Distinct roles of long noncoding RNAs (lncRNAs) in muscle differentiation. (A) Enhancer RNAs (eRNAs) ^{CE and DRR}RNAs can induce expression of myogenic regulators MyoD and MyoG acting in cis or in trans, respectively. (B) LncRNA SRA acts as a scaffold molecule for MyoD, p68 and p72 at the promoter region of myogenic genes to activate their expression. (C) LncRNAs Malat1, H19 and Gtl-Meg3 interact with PRC1/2 complex to modulate their target genes. (D) As a molecular sponge H19 inhibits let-7 mediated mRNA degradation of myogenic negative regulators Hmga2 and Igfbp2.(E) Short interspersed element (SINE) containing lncRNAs can bind to UTR region of Cdc6 and Traf6 mRNAs and promote their decay at different stages of muscle differentiation.

Figure 3

Proposed roles for long noncoding RNAs (lncRNAs) in Duchenne muscular dystrophy. (A) In the nucleus, sense and antisense transcription from intronic sequences of the dystrophin (DMD) gene gives rise to lncRNAs that play a repressive effect at specific DMD promoters. (B) In the cytoplasm, the muscle specific lncRNA linc-MD1 acts as a competitive endogenous RNA (ceRNA) by sequestering miRNAs away from their target mRNAs.
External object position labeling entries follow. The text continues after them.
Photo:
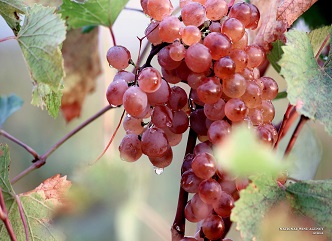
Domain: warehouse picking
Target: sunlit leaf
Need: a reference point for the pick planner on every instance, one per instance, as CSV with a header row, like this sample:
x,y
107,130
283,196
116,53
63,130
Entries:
x,y
40,38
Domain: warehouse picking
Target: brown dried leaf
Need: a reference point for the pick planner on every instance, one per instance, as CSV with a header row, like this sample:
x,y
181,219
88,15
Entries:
x,y
82,67
52,189
290,10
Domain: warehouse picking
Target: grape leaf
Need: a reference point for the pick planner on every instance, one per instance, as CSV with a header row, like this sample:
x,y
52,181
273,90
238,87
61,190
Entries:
x,y
313,199
38,205
8,105
40,37
236,155
10,10
309,86
275,54
290,10
91,12
317,37
257,199
82,67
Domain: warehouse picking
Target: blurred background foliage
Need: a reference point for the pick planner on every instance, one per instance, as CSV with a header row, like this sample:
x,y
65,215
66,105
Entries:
x,y
114,200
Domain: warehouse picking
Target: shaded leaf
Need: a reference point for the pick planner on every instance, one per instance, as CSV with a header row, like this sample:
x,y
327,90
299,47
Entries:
x,y
257,199
235,154
40,38
309,85
10,10
290,10
91,12
82,67
38,205
318,36
275,54
313,199
9,105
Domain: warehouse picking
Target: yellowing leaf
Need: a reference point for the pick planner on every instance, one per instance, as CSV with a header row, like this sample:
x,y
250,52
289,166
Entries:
x,y
40,38
91,12
39,205
10,10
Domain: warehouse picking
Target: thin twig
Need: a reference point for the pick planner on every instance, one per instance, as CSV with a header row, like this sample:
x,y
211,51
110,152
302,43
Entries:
x,y
42,159
20,143
178,227
24,221
7,38
5,220
296,133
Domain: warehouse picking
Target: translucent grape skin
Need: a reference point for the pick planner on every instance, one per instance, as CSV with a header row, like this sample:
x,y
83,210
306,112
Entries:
x,y
118,57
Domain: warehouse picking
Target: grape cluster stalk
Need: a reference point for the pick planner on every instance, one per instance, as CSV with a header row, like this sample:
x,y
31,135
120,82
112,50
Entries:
x,y
207,48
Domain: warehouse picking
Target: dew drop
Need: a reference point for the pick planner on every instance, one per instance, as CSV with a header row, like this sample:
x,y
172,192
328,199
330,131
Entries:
x,y
158,170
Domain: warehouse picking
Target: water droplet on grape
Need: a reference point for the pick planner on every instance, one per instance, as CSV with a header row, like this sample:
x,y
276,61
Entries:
x,y
158,170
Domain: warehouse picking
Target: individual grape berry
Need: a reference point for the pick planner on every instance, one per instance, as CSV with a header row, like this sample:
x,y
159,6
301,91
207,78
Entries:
x,y
218,130
235,109
204,165
190,182
198,58
169,29
135,101
149,79
215,111
158,9
152,33
118,57
130,148
216,9
180,122
154,142
242,12
115,92
233,28
209,191
132,125
193,14
213,227
224,67
219,45
234,86
161,95
190,35
210,91
164,161
224,205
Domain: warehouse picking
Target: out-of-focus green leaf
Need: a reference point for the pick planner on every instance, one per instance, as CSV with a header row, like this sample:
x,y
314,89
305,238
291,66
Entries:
x,y
40,38
10,10
313,199
9,105
91,12
309,85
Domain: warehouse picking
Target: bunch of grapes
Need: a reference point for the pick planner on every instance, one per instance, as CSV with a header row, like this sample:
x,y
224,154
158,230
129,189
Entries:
x,y
207,48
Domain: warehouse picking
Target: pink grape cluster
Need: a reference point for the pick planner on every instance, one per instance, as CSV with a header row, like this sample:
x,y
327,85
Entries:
x,y
207,48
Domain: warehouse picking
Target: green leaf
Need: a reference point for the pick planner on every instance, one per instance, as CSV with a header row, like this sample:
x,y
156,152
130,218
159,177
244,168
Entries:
x,y
313,199
91,12
242,154
256,200
318,36
309,85
275,54
10,10
38,205
40,38
8,105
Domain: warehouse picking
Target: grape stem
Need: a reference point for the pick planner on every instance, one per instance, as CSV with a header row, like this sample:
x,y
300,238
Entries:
x,y
295,134
178,227
42,159
4,217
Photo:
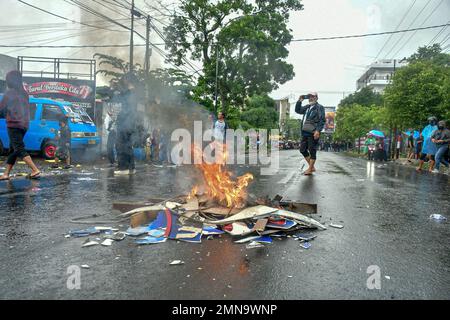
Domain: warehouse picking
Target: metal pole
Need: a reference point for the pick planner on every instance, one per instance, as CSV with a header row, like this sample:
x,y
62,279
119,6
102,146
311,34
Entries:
x,y
217,79
131,37
147,47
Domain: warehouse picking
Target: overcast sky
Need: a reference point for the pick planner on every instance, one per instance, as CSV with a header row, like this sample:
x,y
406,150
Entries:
x,y
329,67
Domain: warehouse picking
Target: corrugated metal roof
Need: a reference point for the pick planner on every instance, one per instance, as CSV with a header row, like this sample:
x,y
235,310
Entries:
x,y
7,64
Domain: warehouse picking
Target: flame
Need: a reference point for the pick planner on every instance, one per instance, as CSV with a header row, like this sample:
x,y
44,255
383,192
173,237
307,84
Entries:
x,y
219,183
193,193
Linc-MD1 contributes to muscle differentiation by sponging miRNA-135 and -133, and thus promoting the expression of MEF2C and MAML1. Linc-MD1 is strongly reduced in muscle cells from DMD patients.

Figure 4

Role of DBE-T long noncoding RNA (lncRNA) in facioscapulohumeral muscular dystrophy (FSHD). In healthy individuals, the D4Z4 array displays from 11 to more than 100 units and is extensively bound by Polycomb group proteins (PcG), leading to the repression of the locus. In FSHD patients, the reduction of D4Z4 copy number to below 11 units causes decreased PcG binding and hence reduced silencing. This allows the transcription of the lncRNA DBE-T that remains associated to the FSHD locus and recruits the TrxG protein ASHL1 leading to activation of FSHD candidate genes.